Imagine this: You’ve been looking forward to this day for a while, to meet your friends and head out to a football game, a café or a rock concert, expecting to have a good time, maybe even the best of your life. Then, with no forewarning whatsoever, the entire world around you is in ruins. In a second, you find yourself gasping for life on the floor, fighting against the lull that is increasingly overcoming you, and you look at how everything around has been replaced by fire, falling debris, screams of terror, and lifeless bodies on the ground just like yours. That is what it was like for the Parisians on November 13th, 2015.
The series of coordinated terrorist attacks began at 9.15 pm with three suicide bombers outside the Stade de France, during a football match. At the same time, another group opened fire on civilians at cafés and restaurants. At around 9.50 pm, a third group carried out a mass shooting and took in about 20 hostages at a rock concert attended by 1500 individuals at the Bataclan theatre. The ISIL claimed responsibility for these attacks, warranting that it was in retaliation for the French airstrikes in Syria and Iraq.
In the attacks, 130 people were killed, while 416 were injured. It took months for the citizens to start feeling safe in their own homes. A large number of individuals, including those who hadn’t been directly affected, had developed PTSD owing to these attacks. The devastation felt by the loved ones of those lost is indescribable. It wasn’t just the 546 people who were hit with the loss, but also everyone who held them dear.
Amidst this horror sequence, a lot of people stepped in to help others. The hashtag #PortesOuvertes, meaning ‘open doors’, was widely circulated around social media to offer shelter to those who may need it. Other hashtags such as #JeSuisParis and #PrayForParis were also used by people all around the world to let them know that they are on their side. Even such a seemingly trivial act provided the Parisians the mental support they were in dire need of. The then President Hollande, despite being at the football match where the initial explosions had taken place, reassured the citizens and asked them to remain strong.
On the 15th of November, civil service in remembrance of the victims was held at the Place de la République, along with multiple other vigils and memorials in different parts of the world. November 13th is now observed as the European Day of Mourning in memory of the lives lost on that day.
In the weeks following the attacks, applications to join the French Army increased ten-fold. Purchase of the French flags had also increased dramatically. The citizens’ sense of duty to protect their homes had been fuelled. They could no longer be a quiet spectator, or allow another tragedy to take any more lives. Instead of choosing to succumb to their fears, the choice to risk their lives and make a difference was made by plenty. Patriotism among Parisians was met with a massive surge, almost like it was mimicking the explosions.

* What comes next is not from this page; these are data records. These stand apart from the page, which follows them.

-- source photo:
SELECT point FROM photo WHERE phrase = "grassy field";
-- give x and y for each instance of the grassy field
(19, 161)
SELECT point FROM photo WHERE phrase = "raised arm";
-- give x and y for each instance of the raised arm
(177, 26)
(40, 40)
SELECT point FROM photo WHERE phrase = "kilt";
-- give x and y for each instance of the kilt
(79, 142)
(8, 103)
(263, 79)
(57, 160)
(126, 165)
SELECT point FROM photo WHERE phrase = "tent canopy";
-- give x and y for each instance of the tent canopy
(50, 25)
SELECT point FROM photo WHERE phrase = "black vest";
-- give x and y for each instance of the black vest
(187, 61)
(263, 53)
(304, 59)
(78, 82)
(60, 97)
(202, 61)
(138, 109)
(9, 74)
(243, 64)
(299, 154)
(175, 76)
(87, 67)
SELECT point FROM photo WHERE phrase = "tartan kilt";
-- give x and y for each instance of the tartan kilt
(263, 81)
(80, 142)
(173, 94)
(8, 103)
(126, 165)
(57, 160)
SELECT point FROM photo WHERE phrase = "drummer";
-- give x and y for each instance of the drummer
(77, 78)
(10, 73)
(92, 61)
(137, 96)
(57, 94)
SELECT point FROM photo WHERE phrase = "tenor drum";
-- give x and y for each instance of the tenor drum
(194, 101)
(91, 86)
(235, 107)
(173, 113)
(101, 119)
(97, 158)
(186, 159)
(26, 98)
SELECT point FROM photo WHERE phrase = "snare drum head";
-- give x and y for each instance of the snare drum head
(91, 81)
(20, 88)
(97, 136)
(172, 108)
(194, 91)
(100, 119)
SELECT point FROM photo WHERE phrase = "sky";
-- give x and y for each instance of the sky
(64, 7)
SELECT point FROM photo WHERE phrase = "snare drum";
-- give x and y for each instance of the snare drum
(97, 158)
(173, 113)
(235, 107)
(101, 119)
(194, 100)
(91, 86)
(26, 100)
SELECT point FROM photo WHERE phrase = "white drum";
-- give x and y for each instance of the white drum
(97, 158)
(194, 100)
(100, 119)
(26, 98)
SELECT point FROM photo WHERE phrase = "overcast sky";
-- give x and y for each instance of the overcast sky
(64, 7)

Among the tragic events of this catastrophe, it reinstalls our faith in humanity when we witness several people put aside their differences and conflicts to help each other at times like this. Even the smallest extension of a hand to those in need can turn around someone’s world. The cycle of helping one another spreads like the fire that burned everything down. The 2015 Paris Attacks, as calamitous as they were, remind us that life is unpredictable and that every moment is a gift that we must learn to cherish before we lose it to uncertainty.